Supporting students also needs to include services for survivors since sexual assault remains at epidemic levels on college campuses.
After the confirmation of Betsy DeVos as education secretary, this has become even more key since she has threatened the progress that former president Barack Obama made through Title IX, a federal law that prohibits discrimination on the basis of sex in any federally funded education programme or activity.
Silva and Wong Jacobs both feel strongly that universities need to do more to end rape culture on their campuses. This can be done through a variety of avenues, including better reporting processes and consent education, but it must be done.
Universities can and should also go beyond the role of simply supporting students and show resistance themselves. Students who are undocumented are at high risk under Trump.
He has already expanded homeland security significantly and threatened to destroy Deferred Action for Childhood Arrivals, the policy which allows certain illegal immigrants to the United States who entered the country as minors to receive a renewable two-year period of deferred action from deportation.
Universities can make a commitment to protect undocumented members of their communities by declaring themselves ‘sanctuary campuses' and not cooperating with federal immigration authorities. “The top thing would be for the university to become a sanctuary campus, in action if not in name,” said Wong Jacobs.
Some universities, like my own, have made commitments to protect undocumented students, but have fallen short of using the sanctuary campus label. This is less powerful for a variety of reasons, one of which is that it leaves the universities that are official ‘sanctuary schools’ more at risk of retaliation from the federal government.
According to USA Today, there are now about 28 sanctuary campuses in the United States, a number I hope will rise. Reed College and Portland State University were the first universities in the nation to declare themselves sanctuary campuses.
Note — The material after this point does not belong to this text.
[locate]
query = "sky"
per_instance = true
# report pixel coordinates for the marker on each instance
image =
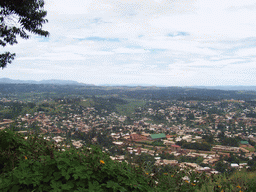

The president of Reed College, John Kroger, said in his announcement of the policy that “we steadfastly support all members of our community regardless of their immigration status”. This should be the policy of every American university.
Universities should also come together and use their powerful voices to resist Trump – if university administrators jointly say that they will not stand for the horrific policies put forth under Trump’s White House, they will be heard.
On 29 November, the heads of the University of California, California State University and the California Community College System sent a joint letter to Trump urging him to reconsider his stance on Deferred Action for Childhood Arrivals or DACA.
They wrote: “On behalf of DACA students currently pursuing their dream of higher education in the United States, we urge you to continue this important programme and allow these young people to continue to pursue a college education and contribute to their communities and the nation.”
We, as students, need our educational institutions to stand with us and fight with us – because democracy is not a spectator sport.
Casey O'Brien is a junior at national liberal arts college University of Puget Sound in Tacoma, Washington State, United States. Originally from California, she serves as news editor in chief at the college newspaper, The Trail. She is majoring in sociology and anthropology, with a global development emphasis, and minoring in Latin American studies.